Composed of candid, backstage footage of Saddam Hussein somehow smuggled out of Baghdad, this is a shockingly satirical documentary, a profile so uflattering that its director, Joël Soler, has been the target of numerous death threats in the two years since its first screening. Indeed, until a recent screening at the Amnesty International Film Festival brought it to the attention of Cinemax (which will air it in November), Soler had thought this portrait of America’s worst enemy might never be seen in public again.
If the Bush administration hasn’t yet convinced you that Saddam is a madman, this documentary just might. “Uncle Saddam” — as he’s called here by the children of his overworked interior designer — is clearly a troubled soul: The first thing we hear about him is the rumor that his mother tried to have him aborted. This may or may not account for the sundry and hilarious pathologies revealed in the movie: the deep-seated fear of germs, the fishing trips with hand grenades, the compulsion to erect countless monuments to his own greatness — not to mention his fetish for lace wallpaper.
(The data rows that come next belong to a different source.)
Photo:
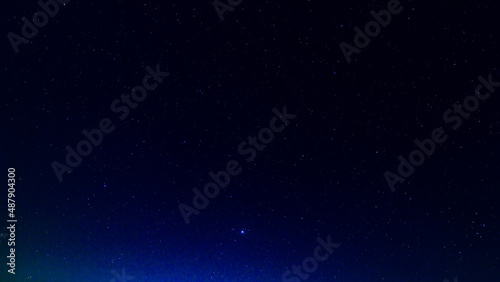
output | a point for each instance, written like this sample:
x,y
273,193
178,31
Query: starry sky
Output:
x,y
224,73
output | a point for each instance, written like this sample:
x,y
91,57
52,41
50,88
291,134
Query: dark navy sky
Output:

The filmmaking nearly matches its subject in audacity: Soler provokes the guiltiest laughter at one turn, only to slap the smile off your face with images of maimed and starving Iraqi youth at the next. Backed by a profoundly inappropriate soundtrack of Mideast-flavored techno, Uncle Saddam is the documentary equivalent of The Producers‘ “Springtime for Hitler” routine. It makes The Eyes of Tammy Faye look like The Sorrow and the Pity.